Gelet op het voorgaande ziet de Afdeling geen aanleiding voor het oordeel dat het college van gedeputeerde staten ten onrechte is uitgegaan van een afvoerend oppervlak van 31,6 ha.

Het betoog van [appellante] en anderen faalt.

4. [appellante] en anderen voeren verder aan dat uit metingen blijkt dat de bodem ter plaatse over het algemeen een doorlatendheid heeft van minder dan 0,5 meter per dag (hierna: m/dag), hetgeen wordt aangemerkt als slechte doorlatendheid. Door die slechte doorlatendheid is het volgens hen niet toereikend om de afwatering van omgevingswater alleen te baseren op infiltratie.
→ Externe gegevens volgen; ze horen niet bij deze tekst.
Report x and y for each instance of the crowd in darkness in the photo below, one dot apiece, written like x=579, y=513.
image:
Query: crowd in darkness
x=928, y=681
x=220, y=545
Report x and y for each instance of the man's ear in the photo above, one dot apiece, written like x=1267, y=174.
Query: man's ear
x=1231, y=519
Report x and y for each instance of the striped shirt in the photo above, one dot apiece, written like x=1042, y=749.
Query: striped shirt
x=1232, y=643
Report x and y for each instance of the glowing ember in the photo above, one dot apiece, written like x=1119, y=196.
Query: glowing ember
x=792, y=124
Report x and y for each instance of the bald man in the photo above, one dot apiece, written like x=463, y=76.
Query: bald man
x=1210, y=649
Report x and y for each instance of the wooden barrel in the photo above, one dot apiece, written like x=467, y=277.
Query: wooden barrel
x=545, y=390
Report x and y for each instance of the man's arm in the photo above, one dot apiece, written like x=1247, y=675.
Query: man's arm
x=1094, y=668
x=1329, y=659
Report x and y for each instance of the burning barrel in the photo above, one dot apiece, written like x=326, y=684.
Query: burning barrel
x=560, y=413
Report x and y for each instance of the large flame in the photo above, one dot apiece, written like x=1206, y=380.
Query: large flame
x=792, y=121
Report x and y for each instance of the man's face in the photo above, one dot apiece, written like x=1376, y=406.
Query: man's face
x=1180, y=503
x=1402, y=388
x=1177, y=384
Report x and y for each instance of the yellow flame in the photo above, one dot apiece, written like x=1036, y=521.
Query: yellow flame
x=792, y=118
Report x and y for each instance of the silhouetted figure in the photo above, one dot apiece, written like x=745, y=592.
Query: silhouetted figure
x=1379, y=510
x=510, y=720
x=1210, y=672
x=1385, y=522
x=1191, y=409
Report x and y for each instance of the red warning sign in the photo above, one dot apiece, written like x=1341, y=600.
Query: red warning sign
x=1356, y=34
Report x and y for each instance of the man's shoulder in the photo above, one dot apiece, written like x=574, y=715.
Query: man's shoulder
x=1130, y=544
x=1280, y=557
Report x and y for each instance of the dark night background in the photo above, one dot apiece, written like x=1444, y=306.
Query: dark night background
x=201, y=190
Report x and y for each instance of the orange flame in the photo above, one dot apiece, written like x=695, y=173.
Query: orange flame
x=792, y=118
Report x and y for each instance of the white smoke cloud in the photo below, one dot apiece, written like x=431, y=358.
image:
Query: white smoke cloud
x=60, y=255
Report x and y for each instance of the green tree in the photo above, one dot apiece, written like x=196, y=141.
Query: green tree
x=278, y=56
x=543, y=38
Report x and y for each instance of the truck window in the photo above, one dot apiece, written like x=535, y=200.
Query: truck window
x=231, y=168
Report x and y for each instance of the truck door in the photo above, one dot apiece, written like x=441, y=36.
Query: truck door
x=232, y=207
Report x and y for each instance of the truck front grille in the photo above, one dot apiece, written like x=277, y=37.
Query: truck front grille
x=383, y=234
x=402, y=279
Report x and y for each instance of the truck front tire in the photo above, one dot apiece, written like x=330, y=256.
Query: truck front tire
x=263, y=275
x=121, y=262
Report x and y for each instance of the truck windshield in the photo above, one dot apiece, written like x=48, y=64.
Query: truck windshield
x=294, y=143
Verder hebben de twee waterbuffers gelegen ten noorden van de BPL volgens hen onvoldoende capaciteit om het omgevingswater te bergen. [appellante] en anderen wijzen er verder op dat volgens de taakopvatting van het Waterschap voor de leegloop van een waterbuffer de regel gehanteerd wordt dat deze binnen 24 uur geledigd moet zijn. Nu sprake is van een slechte doorlatendheid, wordt niet voldaan aan de taakopvatting van het Waterschap.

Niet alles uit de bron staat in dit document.